In what is sure to rankle the feathers of many conservatives, MSNBC weekend host Melissa Harris-Perry took to her show Sunday to ponder the meaning of Independence Day, highlighting mostly the stains on American history. “It’s ours, all of it,” she said. “The imperialism, the genocide, the slavery, also the liberation and the hope and the deeply American belief that our best days still lie ahead of us.”
“Independence Day is more aspirational than actual,” she began her monologue. “We have longed defined the American Dream with commodities, a home of ones own, better education for the kids, family vacation and a car to the vacation in. And if we measure the dream by acquisitions, we’re in trouble. National unemployment remains above 8 percent. Wages have dropped, and the median net worth of American families plummeted by almost 40 percent.”
Harris-Perry noted that “financial security is important, but it’s only an outward manifestation of the American Dream. Freedom itself is both more elusive and more complicated.” She explained that America’s founding wasn’t about profits and loss but that “our founding is an unlikely narrative of young men, so inspired by an age of ideas that they threw off the yoke of colonialism and founded a free nation — men who were embarrassingly imperfect.”
The imperfections she listed: “The land on which they formed this Union was stolen; the hands with which they built this nation were enslaved; the women who birthed the citizens of the nation are second class.”

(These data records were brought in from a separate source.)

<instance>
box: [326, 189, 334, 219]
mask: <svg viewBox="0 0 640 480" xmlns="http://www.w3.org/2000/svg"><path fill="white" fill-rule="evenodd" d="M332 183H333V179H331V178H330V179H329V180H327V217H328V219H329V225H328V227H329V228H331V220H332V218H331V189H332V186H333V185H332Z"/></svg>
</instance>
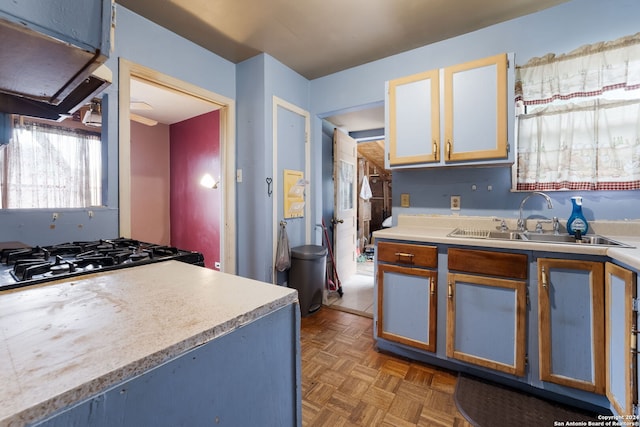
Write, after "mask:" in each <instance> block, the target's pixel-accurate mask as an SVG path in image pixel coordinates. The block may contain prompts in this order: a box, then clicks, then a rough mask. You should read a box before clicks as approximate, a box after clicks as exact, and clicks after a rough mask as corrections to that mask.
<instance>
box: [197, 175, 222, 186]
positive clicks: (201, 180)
mask: <svg viewBox="0 0 640 427" xmlns="http://www.w3.org/2000/svg"><path fill="white" fill-rule="evenodd" d="M219 183H220V181H216V180H215V179H213V177H212V176H211V175H209V174H208V173H205V174H204V175H202V178H200V185H202V186H203V187H206V188H211V189H217V188H218V184H219Z"/></svg>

“But all of this is our story,” she continued. “Each of us benefits from the residuals of oppression and each of us is harmed by the realities of inequality. This is the imperfect fabric of our nation, at times we’ve torn and stained it, and at other moments, we mend and repair it. But it’s ours, all of it: The imperialism, the genocide, the slavery, also the liberation and the hope and the deeply American belief that our best days still lie ahead of us.”
She continued on to explain that her favorite story for this Fourth of July is one of people who are “not technically free.” She described a group of 27 inmates who recently completed their GEDs at the jail on Rikers Island. “Despite being incarcerated, they hold fast to the optimistic belief that education, hard work and second chances are still the stuff of America. And that they have a right to take part in the dream.”
“So on the Fourth of July,” Harris-Perry concluded, “I’m going to think of the Rikers Island graduates, and I’m going to wave a flag without hesitation — not because I’ve forgotten my nation’s many wrongs, but because I remember them. And I am nonetheless proud of my country, not for its perfection, because the alternative is too grim, the alternative is to give up on the dream of the nation founded in the belief, if not yet the practice that all are created, all deserve freedom, and all have the right to pursue happiness. Now, that is a dream worth celebrating — with fireworks.”